I did have a wonderful little victory this week. I had an essay published in High Country News, a magazine in Colorado - and they are actually paying me! So, it's my first published, paid, magazine piece. I hesitate to talk about it too much because it's about my perspective as a mother whose son is fighting the firestorm in Colorado. Taylor rarely, if ever, reads my blog, so I am talking about it here - he doesn't like me talking about him, but if he does stumble upon it, I think he'd be pleased. It's at hcn.org under "Writers on the Range," and it's called "A Different Voice on the Phone."
I realized it was there as I was walking back to get my Herceptin treatment Tuesday, and my blood pressure shot up! It was kind of funny. My blood pressure is really good, by the way.
My white blood count is still low, and that's probably why I was so exhausted when I got back from the cruise. Well, that and the cook rang the breakfast bell at 7 a.m. and we were at it all day, either sailing or going onshore to taste wine, then drinking wine and eating into the night. Tough gig, right?! I even jammed on uke with two of the crew who brought their ukes! They were brothers, both in their 20s, seasoned sailors, little darlings.
So next week I see my original breast surgeon for a check up, then I have my pre-op with Dr. Isik the 11th. The first procedure, the delay, is July 16. My dear Jim, my friend forever in Tacoma, is going to take me to that appointment and bring me home, because they will knock me out. I don't have to stay in the hospital for that one.
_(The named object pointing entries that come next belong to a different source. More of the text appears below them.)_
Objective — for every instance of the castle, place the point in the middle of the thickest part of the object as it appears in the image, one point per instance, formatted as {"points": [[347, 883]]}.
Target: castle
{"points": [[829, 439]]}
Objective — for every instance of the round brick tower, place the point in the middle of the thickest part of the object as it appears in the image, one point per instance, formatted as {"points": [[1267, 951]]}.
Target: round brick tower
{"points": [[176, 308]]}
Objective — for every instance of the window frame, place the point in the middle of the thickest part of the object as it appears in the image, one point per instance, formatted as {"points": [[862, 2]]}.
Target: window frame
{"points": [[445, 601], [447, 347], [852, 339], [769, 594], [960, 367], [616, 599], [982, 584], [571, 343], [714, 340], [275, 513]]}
Then on the 21st, Laurie arrives for the first "nurse" shift. I've made a reservation for brunch at the Book Bindery (one of my faves) for Sunday, to show her my appreciation, and eat a nice meal in case I don't wake up from the big one on the 23rd!
I am exercising, cleaning, organizing, writing - just trying to accomplish as much as I can before I have to lay low. I did not gain any weight on the boat, because we were pretty active when we weren't eating or drinking! I dread being down for the count, but I look forward to the result and getting back to normal. Normal with scars. My friend Sarah says they will be scars I should be proud of. That's a tough one to grasp right now.